Before we expand, a quick step back: one of the features of social media that makes it so powerful for marketers is the amount of attention that consumers give to these platforms. As we’ve written, the average user spends nearly 30 minutes on Snapchat per day; Facebook has announced that between its three apps (FB, Messenger, and Instagram), it claims 50 minutes per day. As the saying goes, marketers must to fish where the fish are.

In contrast with Snapchat and Facebook, Twitter only claims about one minute per day on average. But let’s not compare apples with oranges; besides, a smart Live Tweeting strategy has nothing to do with average days. Twitter is at its most powerful during significant moments that matter to specific communities, from the massive (say, viewers of the Olympics) to the moderate (like gamers following #E32016).

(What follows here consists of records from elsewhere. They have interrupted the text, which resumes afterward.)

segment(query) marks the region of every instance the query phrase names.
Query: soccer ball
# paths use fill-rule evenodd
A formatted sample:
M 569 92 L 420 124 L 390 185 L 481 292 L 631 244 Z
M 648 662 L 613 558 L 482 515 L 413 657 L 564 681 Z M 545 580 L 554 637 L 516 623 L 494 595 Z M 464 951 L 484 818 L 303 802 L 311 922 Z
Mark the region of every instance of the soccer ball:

“Moment-based marketing” is a neat, manageable way of thinking about Live Tweeting campaigns. Many brands have had success with using Twitter to grow their brand awareness and profile through participation in event-based conversation. Gary Vaynerchuk has advised brands to “ride the hashtag, don't create it" and the best campaigns do just that: they join and add value to relevant, existing discussions. (The good news for Twitter is that it’s truly the only platform where they can do that.)

One of my favorite Live Tweeting campaigns came from DiGiorno (of the “it’s not delivery...” commercials). In 2013, the @DiGiornoPizza account jumped into the extremely buzzy Twitter conversation around NBC’s #TheSoundofMusicLive TV special. Their pithy, attention-grabbing commentary grabbed attention from both active NBC viewers and culturally savvy Twitter users who happened to be on the platform during prime time. In a wildly successful night, the brand sent 38 Tweets, which brought them 4,000 new followers and 44 million social impressions.

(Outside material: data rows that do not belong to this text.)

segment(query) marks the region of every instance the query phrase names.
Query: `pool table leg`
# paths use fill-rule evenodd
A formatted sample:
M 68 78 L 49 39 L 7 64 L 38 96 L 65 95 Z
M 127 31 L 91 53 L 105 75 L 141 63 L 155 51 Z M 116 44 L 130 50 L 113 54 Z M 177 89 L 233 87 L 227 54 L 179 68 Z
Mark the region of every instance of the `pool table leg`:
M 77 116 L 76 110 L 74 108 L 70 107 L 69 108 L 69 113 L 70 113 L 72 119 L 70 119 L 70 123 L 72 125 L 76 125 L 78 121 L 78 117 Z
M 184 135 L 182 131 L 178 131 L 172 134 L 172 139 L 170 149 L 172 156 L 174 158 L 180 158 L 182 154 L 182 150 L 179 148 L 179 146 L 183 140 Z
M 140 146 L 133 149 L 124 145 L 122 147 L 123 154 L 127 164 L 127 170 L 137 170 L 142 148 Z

What I love most about this case study is that #TheSoundofMusicLive wasn’t an obvious play for DiGiorno. A live TV performance of a classic musical film + frozen pizza = magic? It just goes to show that interesting, smart content posted at the right moment can take off like wildfire on Twitter (even with zero graphic design or video production costs).

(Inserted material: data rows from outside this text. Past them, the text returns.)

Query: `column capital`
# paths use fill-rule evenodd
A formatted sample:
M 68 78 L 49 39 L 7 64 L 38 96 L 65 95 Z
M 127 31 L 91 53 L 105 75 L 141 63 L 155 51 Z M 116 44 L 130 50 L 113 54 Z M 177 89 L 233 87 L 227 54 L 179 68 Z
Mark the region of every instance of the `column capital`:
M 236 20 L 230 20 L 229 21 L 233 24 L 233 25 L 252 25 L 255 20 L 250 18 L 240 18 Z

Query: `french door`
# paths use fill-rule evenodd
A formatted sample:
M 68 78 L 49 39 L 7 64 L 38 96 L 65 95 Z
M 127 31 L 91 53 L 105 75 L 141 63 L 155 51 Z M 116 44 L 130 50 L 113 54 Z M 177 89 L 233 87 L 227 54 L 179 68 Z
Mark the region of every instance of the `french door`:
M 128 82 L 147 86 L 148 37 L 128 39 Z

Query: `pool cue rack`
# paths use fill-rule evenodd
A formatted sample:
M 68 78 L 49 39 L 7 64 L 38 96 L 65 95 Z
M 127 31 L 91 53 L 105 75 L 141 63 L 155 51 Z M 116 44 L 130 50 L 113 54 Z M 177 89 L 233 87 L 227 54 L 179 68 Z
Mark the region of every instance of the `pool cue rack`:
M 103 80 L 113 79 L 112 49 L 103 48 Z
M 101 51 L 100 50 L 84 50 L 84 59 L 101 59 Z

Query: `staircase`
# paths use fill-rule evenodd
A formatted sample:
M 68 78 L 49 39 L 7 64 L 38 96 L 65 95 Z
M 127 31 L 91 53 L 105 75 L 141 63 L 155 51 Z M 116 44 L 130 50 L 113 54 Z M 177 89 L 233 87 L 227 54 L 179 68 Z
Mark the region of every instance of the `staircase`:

There is no shortage of events, shows, tournaments, and movements that have gained and will gain traction on Twitter, driving hundreds or thousands or millions of Tweets and claiming a remarkable amount of attention from users—who are also consumers.

There is also no one right way to craft a live tweeting strategy that inserts your brand into these events. As DiGiorno proved, comedy can drive tons of engagement; it also demands a high degree of creativity and might not be right for your brand. Perhaps you are more of an inspirational brand: that works too. Can you explain how something works for users? Awesome. An event like the Olympics could be approached any of these ways.

Beginning with its 2015 introduction of Event Targeting for ads, Twitter has more heavily emphasized its role as the go-to companion for live events, the platform where everyone you know is watching and discussing the same things. (Starting this fall, Twitter will live-stream Thursday night NFL games, further centralizing the viewing and conversation experience on its platform.) This is a good thing. Perhaps Twitter is finally carving out its niche.

It’s impossible to know how moment-based marketing will evolve in the next several years. But what can’t be ignored is that, right now, Twitter offers brands and businesses a truly unique method of interacting with consumers in a place where they’re already engaged.

A car rental business could Live Tweet during Formula 1 races.

An aspiring rapper could share her take on performances during the VMAs.

Hell, an airline could go the DiGiorno route and Live Tweet an eSports final that’s being broadcast live on Twitch.
We might have lost you on that last example, but the point is: the possibilities are endless. And your consumers are waiting. Why not try it?